Cutting to millions of years later, tensions between human groups still exist and this time, it is no longer over water or food but over territories. This made absolute sense bearing in mind that the movie aired during the hike of the Cold War. It is interesting to note that the very first human voices are only heard after more than thirty minutes into the film. While Dr. Heywood Floyd still maintained courtesy with the Russian scientists on the Space Hilton Station, one can easily detect the political tensions beneath the conversation. Not to mention, in that birthday video call Dr. Floyd had with his little girl, the whole scene is so emotionless. The birthday girl is not able to communicate her excitement of seeing her dad (he is light-years away from home!) or the fact that it is her birthday, maybe, as a result of dehumanisation.
Eighteen months later, we see the humans getting increasingly detached from one another.
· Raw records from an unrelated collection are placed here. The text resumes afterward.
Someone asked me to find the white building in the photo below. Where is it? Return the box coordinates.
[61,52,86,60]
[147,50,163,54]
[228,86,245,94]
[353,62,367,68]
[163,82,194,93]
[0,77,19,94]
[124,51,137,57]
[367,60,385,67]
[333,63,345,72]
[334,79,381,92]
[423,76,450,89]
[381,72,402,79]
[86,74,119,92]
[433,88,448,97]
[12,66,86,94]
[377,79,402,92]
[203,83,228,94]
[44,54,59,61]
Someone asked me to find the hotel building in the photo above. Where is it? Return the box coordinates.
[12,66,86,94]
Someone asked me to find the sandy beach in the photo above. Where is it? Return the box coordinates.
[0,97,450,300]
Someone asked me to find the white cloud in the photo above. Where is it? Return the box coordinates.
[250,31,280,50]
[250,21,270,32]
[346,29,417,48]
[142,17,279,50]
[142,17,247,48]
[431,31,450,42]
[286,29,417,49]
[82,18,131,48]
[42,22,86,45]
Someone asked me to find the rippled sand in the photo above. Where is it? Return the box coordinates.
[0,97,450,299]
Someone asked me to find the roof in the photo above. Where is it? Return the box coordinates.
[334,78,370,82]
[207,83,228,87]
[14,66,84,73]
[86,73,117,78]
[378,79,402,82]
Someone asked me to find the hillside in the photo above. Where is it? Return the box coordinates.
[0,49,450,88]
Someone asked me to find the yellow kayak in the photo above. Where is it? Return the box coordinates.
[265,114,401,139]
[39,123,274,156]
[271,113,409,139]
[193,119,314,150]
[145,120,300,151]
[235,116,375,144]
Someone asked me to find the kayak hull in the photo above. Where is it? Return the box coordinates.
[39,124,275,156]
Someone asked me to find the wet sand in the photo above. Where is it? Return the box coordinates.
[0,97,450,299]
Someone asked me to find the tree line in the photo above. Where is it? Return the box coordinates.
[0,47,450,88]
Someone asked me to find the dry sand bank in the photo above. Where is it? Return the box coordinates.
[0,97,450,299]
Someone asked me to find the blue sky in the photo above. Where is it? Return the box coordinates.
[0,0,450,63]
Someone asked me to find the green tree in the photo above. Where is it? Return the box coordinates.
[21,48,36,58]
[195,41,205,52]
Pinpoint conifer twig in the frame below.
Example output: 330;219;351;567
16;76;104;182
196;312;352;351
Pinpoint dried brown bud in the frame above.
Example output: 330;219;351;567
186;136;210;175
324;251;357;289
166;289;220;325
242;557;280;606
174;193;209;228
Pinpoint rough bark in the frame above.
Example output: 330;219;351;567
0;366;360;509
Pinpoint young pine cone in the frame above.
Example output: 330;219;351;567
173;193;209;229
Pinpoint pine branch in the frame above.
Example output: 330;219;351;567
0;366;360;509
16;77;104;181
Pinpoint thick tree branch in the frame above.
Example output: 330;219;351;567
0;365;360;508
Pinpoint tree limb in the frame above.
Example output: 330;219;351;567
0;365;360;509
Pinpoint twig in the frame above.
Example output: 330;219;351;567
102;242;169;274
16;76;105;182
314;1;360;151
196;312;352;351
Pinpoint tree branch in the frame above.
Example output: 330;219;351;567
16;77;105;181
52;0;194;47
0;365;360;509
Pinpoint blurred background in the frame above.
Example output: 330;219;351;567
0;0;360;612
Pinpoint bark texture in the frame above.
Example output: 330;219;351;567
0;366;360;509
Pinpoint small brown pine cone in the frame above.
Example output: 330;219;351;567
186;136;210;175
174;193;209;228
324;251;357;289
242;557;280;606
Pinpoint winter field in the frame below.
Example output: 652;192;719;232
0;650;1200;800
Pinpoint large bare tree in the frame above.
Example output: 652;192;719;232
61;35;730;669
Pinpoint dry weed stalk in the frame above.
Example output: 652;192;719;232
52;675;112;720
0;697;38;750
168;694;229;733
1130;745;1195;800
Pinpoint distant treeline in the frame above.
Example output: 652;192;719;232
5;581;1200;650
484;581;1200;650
As a parallel mise-en-scene to the scene described earlier, Frank Poole is indifferent to his parents’ birthday wish. Bowman and Poole also exchange few conversations and when they do so, it is all about detaching HAL from the system. Additionally, there exist few differences between the two astronauts. In fact, if you did not pay close attention you might not remember who is Poole and who is Bowman; there lies not much difference!
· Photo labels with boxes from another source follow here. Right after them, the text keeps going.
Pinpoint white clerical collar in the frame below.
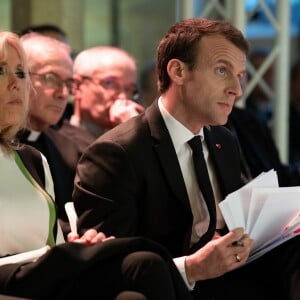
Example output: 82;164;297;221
27;130;41;142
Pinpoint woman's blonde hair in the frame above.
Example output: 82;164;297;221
0;31;30;153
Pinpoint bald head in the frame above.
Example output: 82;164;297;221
73;46;136;76
21;32;72;69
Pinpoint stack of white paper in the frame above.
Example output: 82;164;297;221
219;170;300;261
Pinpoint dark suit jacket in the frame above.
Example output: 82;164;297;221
226;107;300;186
18;128;82;233
55;120;95;152
73;102;241;256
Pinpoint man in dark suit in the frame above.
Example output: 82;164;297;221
73;18;300;300
18;33;93;234
225;106;300;186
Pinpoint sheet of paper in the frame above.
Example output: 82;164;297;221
250;187;300;250
0;246;50;266
219;170;279;230
219;170;300;261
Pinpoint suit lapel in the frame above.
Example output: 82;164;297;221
146;101;190;208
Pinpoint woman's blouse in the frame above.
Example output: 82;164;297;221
0;150;64;256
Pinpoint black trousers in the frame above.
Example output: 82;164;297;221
0;238;191;300
193;236;300;300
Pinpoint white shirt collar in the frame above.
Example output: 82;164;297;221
158;97;204;152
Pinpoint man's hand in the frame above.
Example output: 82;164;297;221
185;228;253;283
109;99;144;127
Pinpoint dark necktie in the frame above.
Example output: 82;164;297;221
188;135;217;248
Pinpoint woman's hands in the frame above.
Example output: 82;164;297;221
67;229;115;245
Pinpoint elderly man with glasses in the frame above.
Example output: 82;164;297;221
64;46;144;138
18;33;93;234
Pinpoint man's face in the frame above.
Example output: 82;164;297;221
29;51;72;131
181;35;246;131
74;57;137;128
0;46;28;129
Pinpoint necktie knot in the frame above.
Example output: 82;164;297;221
188;135;203;153
188;135;216;247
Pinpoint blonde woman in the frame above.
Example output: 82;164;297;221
0;32;189;300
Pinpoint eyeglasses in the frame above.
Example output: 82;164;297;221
30;73;74;93
82;76;139;100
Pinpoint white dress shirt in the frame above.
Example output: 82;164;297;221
158;98;225;288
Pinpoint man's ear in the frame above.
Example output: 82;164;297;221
167;59;186;85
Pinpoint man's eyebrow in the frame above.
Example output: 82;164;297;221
217;59;247;76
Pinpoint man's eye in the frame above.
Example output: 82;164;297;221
16;71;26;79
0;66;6;75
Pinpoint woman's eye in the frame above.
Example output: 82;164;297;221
218;67;226;75
16;71;26;79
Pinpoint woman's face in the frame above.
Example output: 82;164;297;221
0;46;28;130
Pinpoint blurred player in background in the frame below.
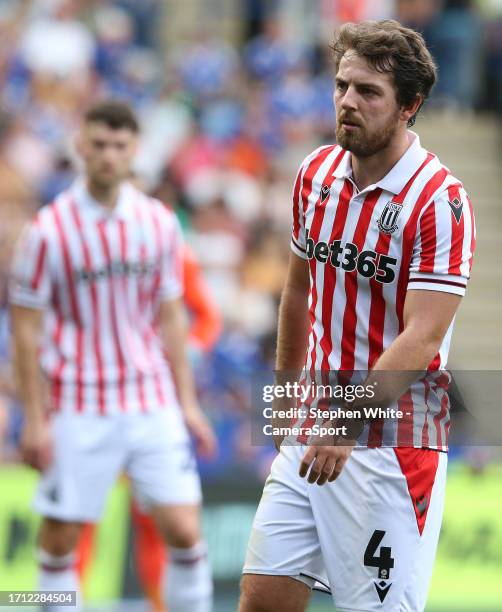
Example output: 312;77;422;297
10;101;215;612
77;244;222;612
240;21;475;612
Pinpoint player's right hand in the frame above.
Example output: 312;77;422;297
299;438;356;485
21;417;53;472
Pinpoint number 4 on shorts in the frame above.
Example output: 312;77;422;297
364;529;394;580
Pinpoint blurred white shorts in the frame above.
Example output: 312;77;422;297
34;407;201;522
243;446;447;612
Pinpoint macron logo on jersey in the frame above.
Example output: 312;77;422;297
306;230;397;283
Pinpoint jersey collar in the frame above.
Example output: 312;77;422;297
333;130;427;194
70;178;134;219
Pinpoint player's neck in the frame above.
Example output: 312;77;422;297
87;178;120;210
352;131;412;191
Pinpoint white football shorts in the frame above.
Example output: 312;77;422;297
34;406;202;522
243;446;447;612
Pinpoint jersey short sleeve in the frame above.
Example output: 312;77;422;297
291;162;307;259
160;211;183;301
9;221;51;309
408;184;476;296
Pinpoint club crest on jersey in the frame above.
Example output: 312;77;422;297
321;185;331;204
448;198;462;225
377;200;403;235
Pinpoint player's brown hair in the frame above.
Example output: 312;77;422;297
331;19;437;127
84;100;139;133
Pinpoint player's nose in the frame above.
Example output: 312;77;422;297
338;86;357;111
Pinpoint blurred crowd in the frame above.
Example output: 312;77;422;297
0;0;502;468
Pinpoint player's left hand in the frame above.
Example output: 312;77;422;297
183;408;217;459
300;438;356;485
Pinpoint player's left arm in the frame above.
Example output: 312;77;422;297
360;183;476;405
300;183;476;484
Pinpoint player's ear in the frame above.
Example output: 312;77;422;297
400;94;424;124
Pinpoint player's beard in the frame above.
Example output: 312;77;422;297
336;113;398;157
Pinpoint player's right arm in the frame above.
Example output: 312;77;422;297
9;223;52;470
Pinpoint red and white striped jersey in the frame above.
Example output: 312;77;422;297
10;181;182;414
291;132;475;448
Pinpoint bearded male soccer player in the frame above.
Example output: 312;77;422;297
239;20;475;612
10;101;214;612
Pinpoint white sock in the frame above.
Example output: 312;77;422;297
166;542;213;612
37;548;81;612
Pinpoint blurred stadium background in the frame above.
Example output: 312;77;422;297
0;0;502;612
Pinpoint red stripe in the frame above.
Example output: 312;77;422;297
418;202;437;273
302;147;346;368
421;376;431;448
340;189;382;370
408;278;467;289
434;393;450;449
467;197;476;272
320;181;354;370
31;238;47;290
297;146;345;444
293;168;302;244
51;312;66;410
98;221;126;414
119;219;131;411
448;185;464;276
52;204;83;412
397;391;414;448
71;201;105;414
145;207;168;406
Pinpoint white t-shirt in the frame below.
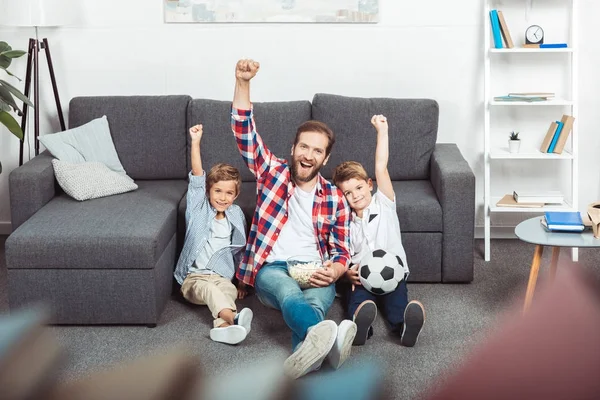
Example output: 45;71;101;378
266;185;321;263
190;218;232;274
350;190;408;273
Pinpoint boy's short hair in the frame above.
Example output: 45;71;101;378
333;161;369;187
206;163;242;195
294;120;335;157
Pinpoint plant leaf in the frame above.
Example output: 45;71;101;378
0;111;23;140
0;79;33;107
0;83;21;111
0;50;26;58
0;55;12;72
0;99;12;112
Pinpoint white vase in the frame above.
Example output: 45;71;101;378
508;139;521;153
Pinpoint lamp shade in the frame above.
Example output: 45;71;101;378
0;0;77;26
In an unexpected turn of events, HAL, shockingly and very alarmingly, is the one who acts and behaves like a human. Other than his logical thinking abilities, HAL shows curiosity, he fears and he displays more emotional capacities beyond Poole and Bowman combined. This resemble the scenario where man exchanges his emotional skills with technology in return for greater knowledge.
ALIENS, GOD, HIGHER INTELLIGENCE
As said by the Stanley Kubrick the man himself, the concept of God is at the heart of 2001: A Space Odyssey. Whether you believe in a God or not, you cannot deny the presence of a higher intelligence or alien; the metallic black rectangular monolith is its symbol. We first see it before the ape learnt that bones can be used as weapons; the second time was on the crater Tycho where the monolith emits a burglar-alarm-like high-pitched sound as though informing the higher intelligence that humans are another step closer to reaching them; the third is not in the third segment, surprisingly, but it emerged just before Bowman is sucked into the “light-show”. Finally, the monolith presents itself to us right before Bowman passes through it to emerge as a Star Child.
Each time it appears, mankind takes another step forward in its pursuit of technology and knowledge and this proves that the monolith must be a very powerful being. I would go as far as to say that this being is omnipresent and omnipotent; it knows what humans want and need without us uttering a single word.
And finally, among many other puzzling questions, who or what exactly is the giant floating baby with sparkling eyes at the end? Did Bowman die or did he evolved? There are no answers to these at all but from my point-of-view, I have an optimistic view of our’s reliance on technology at the end. David was chosen to continue and finish the space odyssey. He has reached the last phase, won against the hands of technology, and after the higher intelligence (note the animal sounds in the Enlightenment era room at the end) has observed Bowman, he was allowed to be a Star Child. This is solely my view and others may share differing opinions on the film’s ending.
I have to give Stanley Kubrick credit. How a man like him could create an outstanding piece that outshines today’s science-fiction movies , I have no idea. Kubrick does not force upon a story to viewers, no he expects and wishes viewers to understand the sights and sounds and establish a theory of their own. 2001: A Space Odyssey is truly a masterpiece.